Ausente o indispensável prequestionamento, aplicando-se, por analogia, as Súmulas 282 e 356 do STF. 3. "A jurisprudência mais recente desta Corte Superior tem entendido que, na hipótese de atraso de voo, o dano moral não é presumido em decorrência da mera demora, devendo ser comprovada, pelo passageiro, a efetiva ocorrência da lesão extrapatrimonial sofrida" (AgInt no AREsp n. 1.520.449/SP, de minha relatoria, Quarta Turma, julgado em 19/10/2020, DJe de 16/11/2020). 4.

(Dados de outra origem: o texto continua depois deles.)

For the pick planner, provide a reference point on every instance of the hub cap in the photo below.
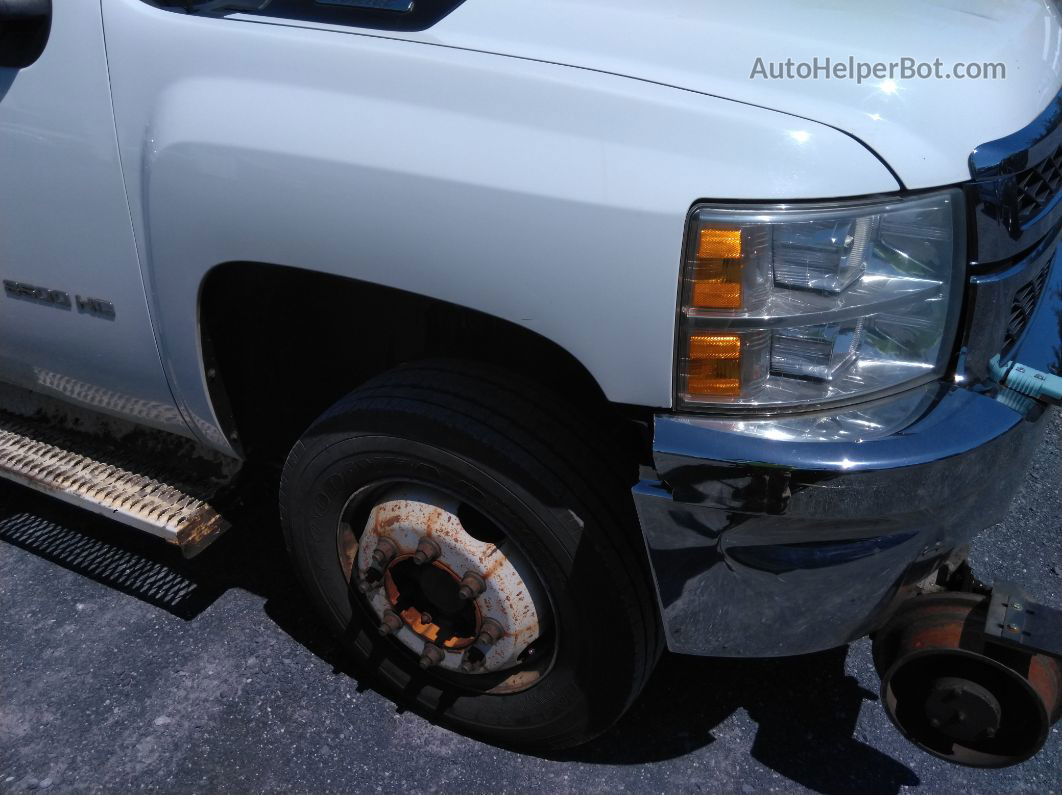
(461, 602)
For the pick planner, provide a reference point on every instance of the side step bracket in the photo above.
(123, 482)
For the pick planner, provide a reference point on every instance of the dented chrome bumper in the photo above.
(791, 535)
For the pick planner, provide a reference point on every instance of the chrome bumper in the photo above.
(789, 536)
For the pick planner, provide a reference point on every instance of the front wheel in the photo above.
(473, 542)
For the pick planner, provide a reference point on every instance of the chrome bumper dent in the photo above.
(771, 538)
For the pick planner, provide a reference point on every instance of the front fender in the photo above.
(546, 195)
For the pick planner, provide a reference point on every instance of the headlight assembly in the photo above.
(806, 305)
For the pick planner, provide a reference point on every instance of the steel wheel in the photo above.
(445, 583)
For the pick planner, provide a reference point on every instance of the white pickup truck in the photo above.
(581, 328)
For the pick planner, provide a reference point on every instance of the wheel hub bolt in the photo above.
(472, 586)
(475, 656)
(382, 555)
(427, 551)
(431, 656)
(391, 622)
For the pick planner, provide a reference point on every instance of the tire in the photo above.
(520, 455)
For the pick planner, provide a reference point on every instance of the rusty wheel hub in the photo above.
(444, 582)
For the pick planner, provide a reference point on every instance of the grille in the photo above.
(1025, 303)
(1037, 186)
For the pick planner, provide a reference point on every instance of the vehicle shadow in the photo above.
(806, 708)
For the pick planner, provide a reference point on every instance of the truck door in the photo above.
(73, 315)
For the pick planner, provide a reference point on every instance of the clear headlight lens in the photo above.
(798, 305)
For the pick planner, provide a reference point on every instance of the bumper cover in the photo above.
(790, 536)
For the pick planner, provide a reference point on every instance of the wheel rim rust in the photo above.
(476, 601)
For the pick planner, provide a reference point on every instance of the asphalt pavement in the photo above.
(124, 668)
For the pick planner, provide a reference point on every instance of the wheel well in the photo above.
(281, 344)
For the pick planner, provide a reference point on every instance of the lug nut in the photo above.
(365, 586)
(391, 622)
(382, 555)
(472, 586)
(427, 551)
(431, 656)
(475, 656)
(490, 633)
(473, 660)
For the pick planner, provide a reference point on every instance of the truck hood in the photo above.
(923, 128)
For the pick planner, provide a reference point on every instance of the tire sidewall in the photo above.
(331, 464)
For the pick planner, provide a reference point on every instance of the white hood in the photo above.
(923, 128)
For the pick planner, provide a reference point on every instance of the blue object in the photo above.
(1022, 385)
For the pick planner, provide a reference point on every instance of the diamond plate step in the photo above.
(121, 482)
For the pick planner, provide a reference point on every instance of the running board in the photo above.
(116, 480)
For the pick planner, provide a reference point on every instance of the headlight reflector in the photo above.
(797, 305)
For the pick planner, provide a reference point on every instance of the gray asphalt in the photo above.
(123, 668)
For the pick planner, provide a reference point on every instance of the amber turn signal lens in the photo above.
(717, 286)
(715, 365)
(717, 272)
(719, 243)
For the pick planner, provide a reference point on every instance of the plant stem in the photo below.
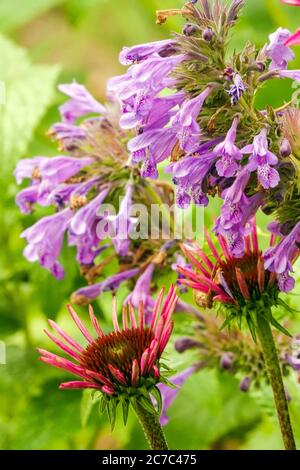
(152, 428)
(265, 336)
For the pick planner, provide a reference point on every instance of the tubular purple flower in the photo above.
(237, 89)
(262, 160)
(170, 394)
(80, 104)
(185, 122)
(229, 153)
(280, 259)
(277, 50)
(45, 239)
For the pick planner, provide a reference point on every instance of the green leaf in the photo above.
(27, 91)
(87, 403)
(155, 392)
(16, 13)
(125, 407)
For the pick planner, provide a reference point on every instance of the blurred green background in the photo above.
(44, 42)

Na hipótese dos autos, não houve comprovação de circunstância excepcional que extrapole o mero aborrecimento como, por exemplo, a perda de um compromisso em decorrência do cancelamento do voo, e que justifique a condenação em danos morais. 5.
Agravo interno provido para conhecer do agravo e dar parcial provimento ao recurso especial. (AgInt no AREsp n. 2.088.130/SP, relator Ministro Raul Araújo, Quarta Turma, julgado em 15/8/2022, DJe de 26/8/2022.) Sem grifos no original.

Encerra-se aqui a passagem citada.